Cleavage of Spitz in bacteria upon coexpression of GST-rhomboids suggested that at least several rhomboids were active in bacteria. The substrate designed for this purpose was a chimeric protein composed of the bacterial pelB leader peptide (to target the protein to the membrane), GFP as the extracellular ectodomain, the juxtamembrane–transmembrane–cytosolic residues (123–230) of Spitz, and a C-terminal flag epitope (Fig. 1B). Coexpression of this substrate with B. subtilis YqgP and Providencia AarA resulted in exceptionally strong substrate cleavage in E. coli (Fig. 1 B and C).

Substrate Design. To study rhomboid catalysis in vitro, it was essential to include more substrate than protease in the cleavage reaction to avoid spurious results.
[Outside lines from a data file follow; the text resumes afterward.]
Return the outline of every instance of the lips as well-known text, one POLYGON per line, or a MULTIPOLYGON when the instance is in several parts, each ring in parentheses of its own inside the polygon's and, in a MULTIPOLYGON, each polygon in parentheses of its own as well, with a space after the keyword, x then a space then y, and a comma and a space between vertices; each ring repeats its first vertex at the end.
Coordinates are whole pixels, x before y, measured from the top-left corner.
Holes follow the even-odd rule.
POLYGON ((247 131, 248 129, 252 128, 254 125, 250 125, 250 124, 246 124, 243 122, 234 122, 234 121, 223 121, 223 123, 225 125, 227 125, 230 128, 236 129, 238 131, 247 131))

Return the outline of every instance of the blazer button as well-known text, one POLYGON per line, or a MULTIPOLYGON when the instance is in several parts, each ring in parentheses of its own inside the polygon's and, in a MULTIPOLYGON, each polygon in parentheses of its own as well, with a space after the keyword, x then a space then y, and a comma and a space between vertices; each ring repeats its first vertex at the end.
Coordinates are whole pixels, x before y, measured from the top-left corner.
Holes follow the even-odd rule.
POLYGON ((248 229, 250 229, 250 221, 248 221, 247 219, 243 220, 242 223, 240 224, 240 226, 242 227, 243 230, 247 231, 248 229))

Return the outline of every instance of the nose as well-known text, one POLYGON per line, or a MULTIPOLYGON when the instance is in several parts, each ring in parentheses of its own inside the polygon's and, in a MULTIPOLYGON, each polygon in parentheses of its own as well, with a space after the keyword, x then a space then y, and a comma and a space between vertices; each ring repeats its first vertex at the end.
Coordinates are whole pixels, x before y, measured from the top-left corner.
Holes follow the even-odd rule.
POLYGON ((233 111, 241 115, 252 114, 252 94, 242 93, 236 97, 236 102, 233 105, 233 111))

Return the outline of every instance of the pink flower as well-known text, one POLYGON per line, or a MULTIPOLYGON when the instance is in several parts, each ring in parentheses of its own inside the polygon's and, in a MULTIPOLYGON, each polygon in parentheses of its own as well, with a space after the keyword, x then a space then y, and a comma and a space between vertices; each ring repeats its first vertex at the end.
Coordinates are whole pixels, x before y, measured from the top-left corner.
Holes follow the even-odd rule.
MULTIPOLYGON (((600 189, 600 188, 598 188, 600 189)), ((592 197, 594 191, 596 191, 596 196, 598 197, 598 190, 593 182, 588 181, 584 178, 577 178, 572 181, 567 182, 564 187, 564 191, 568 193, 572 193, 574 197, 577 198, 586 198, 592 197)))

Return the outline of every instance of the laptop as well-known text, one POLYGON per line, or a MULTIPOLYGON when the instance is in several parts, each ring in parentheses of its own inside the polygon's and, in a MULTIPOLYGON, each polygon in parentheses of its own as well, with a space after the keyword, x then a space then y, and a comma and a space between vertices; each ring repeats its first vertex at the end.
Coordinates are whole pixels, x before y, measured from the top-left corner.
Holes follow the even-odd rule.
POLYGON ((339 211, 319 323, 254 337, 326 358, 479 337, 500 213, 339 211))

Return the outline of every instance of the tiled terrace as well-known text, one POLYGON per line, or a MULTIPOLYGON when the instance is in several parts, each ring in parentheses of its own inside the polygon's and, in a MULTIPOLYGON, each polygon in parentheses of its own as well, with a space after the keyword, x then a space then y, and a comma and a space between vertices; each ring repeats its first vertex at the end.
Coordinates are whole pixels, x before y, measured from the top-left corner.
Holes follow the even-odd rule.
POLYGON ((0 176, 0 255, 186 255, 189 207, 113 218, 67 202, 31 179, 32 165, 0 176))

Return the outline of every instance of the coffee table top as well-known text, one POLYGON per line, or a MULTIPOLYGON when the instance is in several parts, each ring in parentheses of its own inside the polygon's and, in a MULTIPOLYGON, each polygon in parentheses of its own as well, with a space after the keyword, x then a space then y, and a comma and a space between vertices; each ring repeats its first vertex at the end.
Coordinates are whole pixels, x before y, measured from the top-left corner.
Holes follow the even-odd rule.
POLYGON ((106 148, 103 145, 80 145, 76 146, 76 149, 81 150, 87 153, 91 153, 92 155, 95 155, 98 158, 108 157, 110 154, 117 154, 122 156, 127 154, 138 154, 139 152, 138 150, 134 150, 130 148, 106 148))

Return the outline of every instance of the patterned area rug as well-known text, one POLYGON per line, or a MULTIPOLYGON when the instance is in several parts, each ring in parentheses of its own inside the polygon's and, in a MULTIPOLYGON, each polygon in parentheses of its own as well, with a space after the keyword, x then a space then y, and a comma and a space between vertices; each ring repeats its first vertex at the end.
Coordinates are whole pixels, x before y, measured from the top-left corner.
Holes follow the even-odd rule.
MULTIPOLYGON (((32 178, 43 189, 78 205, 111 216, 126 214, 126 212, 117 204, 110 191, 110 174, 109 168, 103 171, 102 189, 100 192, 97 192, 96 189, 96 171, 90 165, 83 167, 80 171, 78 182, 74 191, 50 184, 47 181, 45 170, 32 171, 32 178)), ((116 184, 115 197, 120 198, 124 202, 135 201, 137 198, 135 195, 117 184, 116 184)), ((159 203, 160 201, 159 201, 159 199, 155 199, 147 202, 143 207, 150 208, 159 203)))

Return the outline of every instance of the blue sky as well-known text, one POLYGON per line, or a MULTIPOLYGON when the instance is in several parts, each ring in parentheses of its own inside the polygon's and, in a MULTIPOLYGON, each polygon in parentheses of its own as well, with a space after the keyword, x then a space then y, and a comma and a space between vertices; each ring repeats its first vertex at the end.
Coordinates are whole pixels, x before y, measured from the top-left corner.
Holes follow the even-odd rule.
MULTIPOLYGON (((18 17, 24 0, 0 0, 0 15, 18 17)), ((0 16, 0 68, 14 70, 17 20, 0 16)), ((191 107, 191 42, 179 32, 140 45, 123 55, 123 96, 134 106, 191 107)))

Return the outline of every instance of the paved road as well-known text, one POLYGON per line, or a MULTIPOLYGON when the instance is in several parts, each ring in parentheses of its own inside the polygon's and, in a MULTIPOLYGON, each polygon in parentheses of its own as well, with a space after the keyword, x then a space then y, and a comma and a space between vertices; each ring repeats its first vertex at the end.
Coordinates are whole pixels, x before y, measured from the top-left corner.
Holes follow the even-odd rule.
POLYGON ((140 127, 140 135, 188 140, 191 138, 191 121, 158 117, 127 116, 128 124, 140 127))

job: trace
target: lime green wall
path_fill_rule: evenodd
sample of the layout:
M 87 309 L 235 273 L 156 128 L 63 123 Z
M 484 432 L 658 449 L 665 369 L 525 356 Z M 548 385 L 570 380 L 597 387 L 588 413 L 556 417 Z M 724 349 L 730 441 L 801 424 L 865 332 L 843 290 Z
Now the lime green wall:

Although the Spitz chimera was cleaved efficiently by rhomboids in bacteria, this protein itself was poorly expressed and thus not suitable to serve as a recombinant substrate in vitro. Instead, we adapted C100-Flag, a recombinant C-terminal fragment of APP that expresses to very high levels and has been used as a substrate for γ-secretase (20). Cleavage was achieved by replacing the first seven residues of the APP TMD with those from Spitz, which we have shown to be necessary and sufficient to convert proteins into substrates for rhomboids (18). Cleavage in a mammalian cell-based transfection assay confirmed that C100Spi-Flag, but not C100-Flag, was an efficient substrate for all rhomboids tested (data not shown).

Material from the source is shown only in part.